Architecture Overview

Conduit is built on a two-plane architecture that brings queries to data rather than moving data to a central location. This design enables Conduit to work with data sovereignty requirements while providing unified access across all your industrial data sources.

Core Principles

1. Data Stays Where It Is

Unlike traditional data platforms that require ETL pipelines and data lakes, Conduit queries data at the source. Your Splunk data stays in Splunk.
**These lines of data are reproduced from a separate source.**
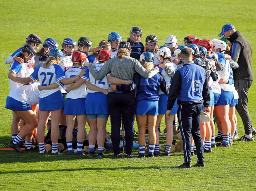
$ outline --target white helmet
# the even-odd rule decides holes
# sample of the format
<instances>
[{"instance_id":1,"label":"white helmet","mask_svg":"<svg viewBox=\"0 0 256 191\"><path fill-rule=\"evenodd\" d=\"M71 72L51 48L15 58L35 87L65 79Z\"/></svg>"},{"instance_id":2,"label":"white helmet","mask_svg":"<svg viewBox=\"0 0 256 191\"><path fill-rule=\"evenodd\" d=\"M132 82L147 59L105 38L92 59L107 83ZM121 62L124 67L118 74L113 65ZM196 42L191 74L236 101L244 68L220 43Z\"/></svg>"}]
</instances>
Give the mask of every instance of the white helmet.
<instances>
[{"instance_id":1,"label":"white helmet","mask_svg":"<svg viewBox=\"0 0 256 191\"><path fill-rule=\"evenodd\" d=\"M222 53L226 50L227 48L227 44L225 42L220 40L217 40L213 42L213 47L215 51L218 48L220 48L220 53Z\"/></svg>"},{"instance_id":2,"label":"white helmet","mask_svg":"<svg viewBox=\"0 0 256 191\"><path fill-rule=\"evenodd\" d=\"M214 42L214 41L216 41L216 40L218 40L218 39L217 39L217 38L212 38L212 39L211 39L211 40L213 42Z\"/></svg>"},{"instance_id":3,"label":"white helmet","mask_svg":"<svg viewBox=\"0 0 256 191\"><path fill-rule=\"evenodd\" d=\"M163 60L167 57L171 57L172 56L172 53L171 52L170 49L168 48L163 47L160 48L156 53L156 58L157 58L157 60L159 62L161 62L160 56L163 56Z\"/></svg>"},{"instance_id":4,"label":"white helmet","mask_svg":"<svg viewBox=\"0 0 256 191\"><path fill-rule=\"evenodd\" d=\"M174 35L170 35L167 37L165 40L165 46L169 48L171 48L175 47L177 43L177 37Z\"/></svg>"}]
</instances>

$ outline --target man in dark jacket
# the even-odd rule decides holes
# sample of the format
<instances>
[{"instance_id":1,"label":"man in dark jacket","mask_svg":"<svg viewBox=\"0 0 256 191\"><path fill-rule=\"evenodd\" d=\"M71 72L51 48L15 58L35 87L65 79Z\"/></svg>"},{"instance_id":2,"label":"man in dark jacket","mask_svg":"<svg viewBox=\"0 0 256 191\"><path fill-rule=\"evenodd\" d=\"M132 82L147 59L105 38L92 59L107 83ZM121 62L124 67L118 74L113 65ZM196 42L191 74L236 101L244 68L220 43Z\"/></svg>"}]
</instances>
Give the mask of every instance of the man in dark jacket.
<instances>
[{"instance_id":1,"label":"man in dark jacket","mask_svg":"<svg viewBox=\"0 0 256 191\"><path fill-rule=\"evenodd\" d=\"M239 66L238 68L232 70L234 85L238 89L239 96L238 104L236 108L242 119L245 131L245 135L240 140L253 141L253 134L256 135L256 131L252 127L247 107L248 91L254 79L251 63L251 48L248 40L242 36L240 32L236 31L232 24L226 24L223 27L219 36L223 35L232 43L231 57Z\"/></svg>"}]
</instances>

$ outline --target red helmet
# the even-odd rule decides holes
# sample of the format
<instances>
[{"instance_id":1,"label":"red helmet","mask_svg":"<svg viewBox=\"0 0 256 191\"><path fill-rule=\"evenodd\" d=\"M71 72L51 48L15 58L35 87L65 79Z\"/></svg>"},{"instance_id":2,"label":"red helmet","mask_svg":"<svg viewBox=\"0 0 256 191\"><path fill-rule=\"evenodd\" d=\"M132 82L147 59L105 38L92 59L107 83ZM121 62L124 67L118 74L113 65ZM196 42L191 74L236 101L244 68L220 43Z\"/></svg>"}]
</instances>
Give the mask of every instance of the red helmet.
<instances>
[{"instance_id":1,"label":"red helmet","mask_svg":"<svg viewBox=\"0 0 256 191\"><path fill-rule=\"evenodd\" d=\"M99 54L99 61L107 62L110 58L110 52L106 50L102 50Z\"/></svg>"},{"instance_id":2,"label":"red helmet","mask_svg":"<svg viewBox=\"0 0 256 191\"><path fill-rule=\"evenodd\" d=\"M82 61L86 59L86 55L81 52L77 51L74 52L72 55L72 62L81 64Z\"/></svg>"},{"instance_id":3,"label":"red helmet","mask_svg":"<svg viewBox=\"0 0 256 191\"><path fill-rule=\"evenodd\" d=\"M188 36L186 37L183 39L183 43L188 44L191 44L196 39L196 37L194 36Z\"/></svg>"},{"instance_id":4,"label":"red helmet","mask_svg":"<svg viewBox=\"0 0 256 191\"><path fill-rule=\"evenodd\" d=\"M197 44L197 43L199 40L201 40L201 39L200 38L196 38L191 43L192 44L194 44L195 45L196 45Z\"/></svg>"},{"instance_id":5,"label":"red helmet","mask_svg":"<svg viewBox=\"0 0 256 191\"><path fill-rule=\"evenodd\" d=\"M198 46L204 47L207 49L207 52L211 52L213 50L213 42L209 39L203 39L199 40L197 44Z\"/></svg>"}]
</instances>

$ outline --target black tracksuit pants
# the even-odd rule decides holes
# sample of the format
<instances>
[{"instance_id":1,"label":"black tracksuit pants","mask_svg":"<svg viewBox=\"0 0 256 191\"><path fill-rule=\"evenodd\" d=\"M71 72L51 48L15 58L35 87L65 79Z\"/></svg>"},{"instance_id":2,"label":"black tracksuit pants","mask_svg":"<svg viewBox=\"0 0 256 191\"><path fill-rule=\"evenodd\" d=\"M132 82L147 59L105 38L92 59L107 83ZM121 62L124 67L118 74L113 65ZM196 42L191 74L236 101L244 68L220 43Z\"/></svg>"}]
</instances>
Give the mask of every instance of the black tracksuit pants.
<instances>
[{"instance_id":1,"label":"black tracksuit pants","mask_svg":"<svg viewBox=\"0 0 256 191\"><path fill-rule=\"evenodd\" d=\"M126 154L131 154L133 142L133 120L136 108L134 92L109 94L109 110L111 122L111 137L115 155L120 153L120 131L122 116L125 131Z\"/></svg>"},{"instance_id":2,"label":"black tracksuit pants","mask_svg":"<svg viewBox=\"0 0 256 191\"><path fill-rule=\"evenodd\" d=\"M191 161L191 138L192 134L196 148L196 155L200 162L204 162L203 139L200 135L200 120L202 104L180 105L177 114L183 144L184 162Z\"/></svg>"}]
</instances>

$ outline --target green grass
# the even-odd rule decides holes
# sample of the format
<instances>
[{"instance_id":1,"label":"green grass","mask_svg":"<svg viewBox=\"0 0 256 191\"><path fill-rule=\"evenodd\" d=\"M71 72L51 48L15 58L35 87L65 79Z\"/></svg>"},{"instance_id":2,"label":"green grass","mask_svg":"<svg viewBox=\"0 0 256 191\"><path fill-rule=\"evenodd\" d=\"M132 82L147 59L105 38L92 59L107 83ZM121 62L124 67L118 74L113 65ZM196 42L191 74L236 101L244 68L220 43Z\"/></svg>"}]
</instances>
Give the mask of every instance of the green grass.
<instances>
[{"instance_id":1,"label":"green grass","mask_svg":"<svg viewBox=\"0 0 256 191\"><path fill-rule=\"evenodd\" d=\"M137 26L143 29L143 42L154 34L162 45L171 34L176 35L180 43L189 35L218 38L222 26L231 23L250 42L255 71L255 5L249 0L0 1L0 147L7 146L10 140L12 121L11 111L5 109L9 66L4 62L29 34L58 42L67 37L77 40L85 36L95 46L110 32L117 31L125 39L130 28ZM248 103L254 123L255 88L253 83ZM244 131L238 118L241 136ZM163 129L163 121L162 124ZM135 126L137 129L136 123ZM164 144L165 137L161 138ZM212 154L205 154L206 168L181 170L175 167L183 162L182 153L120 160L113 160L109 153L108 158L99 160L0 151L0 190L254 190L255 145L255 142L235 141L231 148L213 149ZM133 155L137 152L134 149ZM196 160L193 157L192 164Z\"/></svg>"}]
</instances>

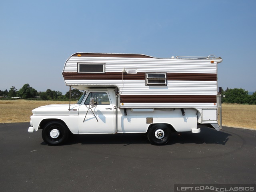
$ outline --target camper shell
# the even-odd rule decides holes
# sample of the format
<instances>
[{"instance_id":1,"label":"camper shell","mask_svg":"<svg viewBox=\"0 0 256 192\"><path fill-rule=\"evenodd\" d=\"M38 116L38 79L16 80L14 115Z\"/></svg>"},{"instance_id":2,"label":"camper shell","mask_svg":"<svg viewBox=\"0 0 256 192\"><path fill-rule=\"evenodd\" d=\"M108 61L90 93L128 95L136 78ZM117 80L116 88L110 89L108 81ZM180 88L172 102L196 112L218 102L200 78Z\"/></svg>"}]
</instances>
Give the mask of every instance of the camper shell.
<instances>
[{"instance_id":1,"label":"camper shell","mask_svg":"<svg viewBox=\"0 0 256 192\"><path fill-rule=\"evenodd\" d=\"M217 124L217 64L222 60L212 55L77 53L66 61L62 75L67 86L80 90L117 88L119 108L193 108L198 123Z\"/></svg>"},{"instance_id":2,"label":"camper shell","mask_svg":"<svg viewBox=\"0 0 256 192\"><path fill-rule=\"evenodd\" d=\"M79 134L146 133L152 144L162 144L172 132L200 132L198 125L219 130L217 65L222 60L213 55L75 53L62 74L70 90L84 94L74 105L33 110L29 132L43 129L50 144L66 139L56 140L62 129ZM49 128L56 122L61 125L55 128Z\"/></svg>"}]
</instances>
Your MQTT streams stay on the broker. Conduit simply provides a unified, AI-powered query interface.

2. Queries Travel, Data Doesn't

When you ask Conduit a question, the query is compiled and routed to the appropriate translators. Each translator converts the query to the native format (SPL for Splunk, MQTT subscriptions, MCP for IoT protocols), executes it locally, and returns only the results.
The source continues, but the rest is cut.